Learning Goals
3 min- Recognise the four parts of an HTML element: tag, attributes, text, children.
- Read the DOM tree of a simple page by hand.
- Use the browser's "Inspect Element" to find a CSS selector for any node.
- Apply the scraping ethics checklist: robots.txt, ToS, rate limit, identification.
Warm-Up · Parts of a Tag
5 min<a href="/about" class="link primary">About us</a>
└┬┘└────┬─────┘└──────┬────────┘└──┬──┘
tag attribute attribute text content
(href) (class)Four things to spot:
- Tag name —
a,div,p,img. - Attributes —
key="value"pairs inside the opening tag. - Text content — what's between the open and close tag.
- Children — nested tags between the open and close.
HTML is a tree. Every node has a tag, optional attributes, optional text, and an ordered list of children. BeautifulSoup's job is to let you walk that tree by tag name, attribute, or CSS selector.
New Concept · The DOM Tree
14 minA tiny page
<html>
<head>
<title>Books</title>
</head>
<body>
<h1>Best Sellers</h1>
<ul class="book-list">
<li class="book">
<a href="/b/1">Refactoring</a>
<span class="price">RM 89</span>
</li>
<li class="book featured">
<a href="/b/2">The Pragmatic Programmer</a>
<span class="price">RM 95</span>
</li>
</ul>
</body>
</html>Draw it as a tree:
html
├── head
│ └── title "Books"
└── body
├── h1 "Best Sellers"
└── ul.book-list
├── li.book
│ ├── a (href=/b/1) "Refactoring"
│ └── span.price "RM 89"
└── li.book.featured
├── a (href=/b/2) "The Pragmatic Programmer"
└── span.price "RM 95"CSS selectors — the universal address
tag a every <a> .class .price every element with class="price" #id #checkout the element with id="checkout" parent child ul li every <li> inside a <ul> combo li.book a every <a> inside <li class="book">
Selectors compose just like CSS in your front-end work.
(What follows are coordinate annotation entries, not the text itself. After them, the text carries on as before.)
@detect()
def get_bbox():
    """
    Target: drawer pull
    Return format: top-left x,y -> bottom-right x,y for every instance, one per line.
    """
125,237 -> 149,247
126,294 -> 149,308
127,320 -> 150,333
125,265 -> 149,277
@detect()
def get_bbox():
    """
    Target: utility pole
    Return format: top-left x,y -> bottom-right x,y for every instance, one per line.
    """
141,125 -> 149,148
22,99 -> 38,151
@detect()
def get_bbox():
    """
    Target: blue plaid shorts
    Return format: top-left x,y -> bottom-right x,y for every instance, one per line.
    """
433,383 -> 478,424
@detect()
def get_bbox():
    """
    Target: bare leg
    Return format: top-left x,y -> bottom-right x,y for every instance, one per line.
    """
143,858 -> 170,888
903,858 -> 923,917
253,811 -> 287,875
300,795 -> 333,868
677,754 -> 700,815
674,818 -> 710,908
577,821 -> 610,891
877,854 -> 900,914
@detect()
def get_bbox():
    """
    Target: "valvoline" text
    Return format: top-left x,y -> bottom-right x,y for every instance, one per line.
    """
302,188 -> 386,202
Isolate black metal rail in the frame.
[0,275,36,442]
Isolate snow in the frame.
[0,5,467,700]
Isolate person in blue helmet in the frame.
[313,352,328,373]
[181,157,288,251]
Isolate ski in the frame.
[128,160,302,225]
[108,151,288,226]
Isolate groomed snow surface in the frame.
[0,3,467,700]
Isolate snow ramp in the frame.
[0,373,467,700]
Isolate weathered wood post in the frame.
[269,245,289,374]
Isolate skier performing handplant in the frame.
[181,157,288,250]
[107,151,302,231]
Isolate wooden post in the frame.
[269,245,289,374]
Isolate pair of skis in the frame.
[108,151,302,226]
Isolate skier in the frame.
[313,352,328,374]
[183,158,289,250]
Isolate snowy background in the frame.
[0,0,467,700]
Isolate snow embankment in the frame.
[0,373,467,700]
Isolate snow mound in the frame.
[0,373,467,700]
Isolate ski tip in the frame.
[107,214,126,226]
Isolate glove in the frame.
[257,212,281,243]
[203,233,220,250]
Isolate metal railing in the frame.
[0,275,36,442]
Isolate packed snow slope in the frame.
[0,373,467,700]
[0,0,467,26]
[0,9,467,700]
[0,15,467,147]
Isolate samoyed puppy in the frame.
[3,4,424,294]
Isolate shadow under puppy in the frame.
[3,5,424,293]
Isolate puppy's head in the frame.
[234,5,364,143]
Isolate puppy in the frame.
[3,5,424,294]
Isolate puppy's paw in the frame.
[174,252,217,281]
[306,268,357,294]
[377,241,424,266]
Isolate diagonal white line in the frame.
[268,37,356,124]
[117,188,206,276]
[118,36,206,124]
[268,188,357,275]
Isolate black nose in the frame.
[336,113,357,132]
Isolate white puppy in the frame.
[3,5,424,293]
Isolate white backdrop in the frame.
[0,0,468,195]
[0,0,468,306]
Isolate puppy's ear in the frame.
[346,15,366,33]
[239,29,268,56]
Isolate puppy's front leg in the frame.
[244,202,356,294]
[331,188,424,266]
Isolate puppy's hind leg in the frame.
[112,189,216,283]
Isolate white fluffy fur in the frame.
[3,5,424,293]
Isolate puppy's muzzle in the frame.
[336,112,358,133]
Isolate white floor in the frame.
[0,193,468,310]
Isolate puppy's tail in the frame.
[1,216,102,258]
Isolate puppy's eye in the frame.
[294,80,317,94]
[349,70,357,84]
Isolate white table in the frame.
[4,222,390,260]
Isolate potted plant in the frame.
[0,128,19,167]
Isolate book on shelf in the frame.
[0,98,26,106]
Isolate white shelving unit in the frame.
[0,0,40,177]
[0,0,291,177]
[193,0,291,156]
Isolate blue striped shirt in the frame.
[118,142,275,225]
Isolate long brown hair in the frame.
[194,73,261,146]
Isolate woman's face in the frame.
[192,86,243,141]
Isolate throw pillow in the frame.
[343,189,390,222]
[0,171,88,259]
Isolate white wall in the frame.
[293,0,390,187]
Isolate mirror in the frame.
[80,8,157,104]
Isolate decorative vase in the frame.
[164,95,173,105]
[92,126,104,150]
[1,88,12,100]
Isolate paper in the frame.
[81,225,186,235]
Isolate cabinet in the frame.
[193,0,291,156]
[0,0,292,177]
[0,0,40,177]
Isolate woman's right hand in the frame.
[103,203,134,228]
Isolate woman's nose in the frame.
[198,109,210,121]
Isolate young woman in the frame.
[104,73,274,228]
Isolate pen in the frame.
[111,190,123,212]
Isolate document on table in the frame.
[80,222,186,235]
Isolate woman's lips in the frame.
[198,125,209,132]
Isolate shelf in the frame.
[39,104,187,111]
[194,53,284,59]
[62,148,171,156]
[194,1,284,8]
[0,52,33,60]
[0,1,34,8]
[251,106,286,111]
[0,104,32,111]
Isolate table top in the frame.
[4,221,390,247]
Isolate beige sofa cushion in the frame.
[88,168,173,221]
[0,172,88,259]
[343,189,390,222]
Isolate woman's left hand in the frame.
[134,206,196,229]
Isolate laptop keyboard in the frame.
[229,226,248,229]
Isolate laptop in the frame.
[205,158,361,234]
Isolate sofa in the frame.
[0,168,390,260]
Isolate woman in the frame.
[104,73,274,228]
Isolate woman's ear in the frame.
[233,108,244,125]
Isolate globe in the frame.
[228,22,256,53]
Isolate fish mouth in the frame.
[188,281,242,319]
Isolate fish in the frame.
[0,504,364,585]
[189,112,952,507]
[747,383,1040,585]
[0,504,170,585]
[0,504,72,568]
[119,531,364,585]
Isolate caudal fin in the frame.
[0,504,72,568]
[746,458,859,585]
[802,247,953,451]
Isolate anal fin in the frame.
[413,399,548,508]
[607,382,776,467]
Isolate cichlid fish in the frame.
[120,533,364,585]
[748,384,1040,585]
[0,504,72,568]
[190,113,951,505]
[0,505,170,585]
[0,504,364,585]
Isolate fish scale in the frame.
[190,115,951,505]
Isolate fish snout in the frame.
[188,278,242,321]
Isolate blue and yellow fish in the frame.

Tomorrow you'll feed these to soup.select().
Find your selector in 3 clicks
- Right-click the element on a real page in Chrome / Firefox / Edge → Inspect.
- In the Elements panel, right-click the highlighted tag → Copy → Copy selector.
- Paste; clean it up. (Browser-generated selectors are often too long.)
Ethical scraping checklist
- Check
https://site.com/robots.txt. If it saysDisallow: /, don't scrape that path. - Read the site's Terms of Service — many big sites forbid scraping.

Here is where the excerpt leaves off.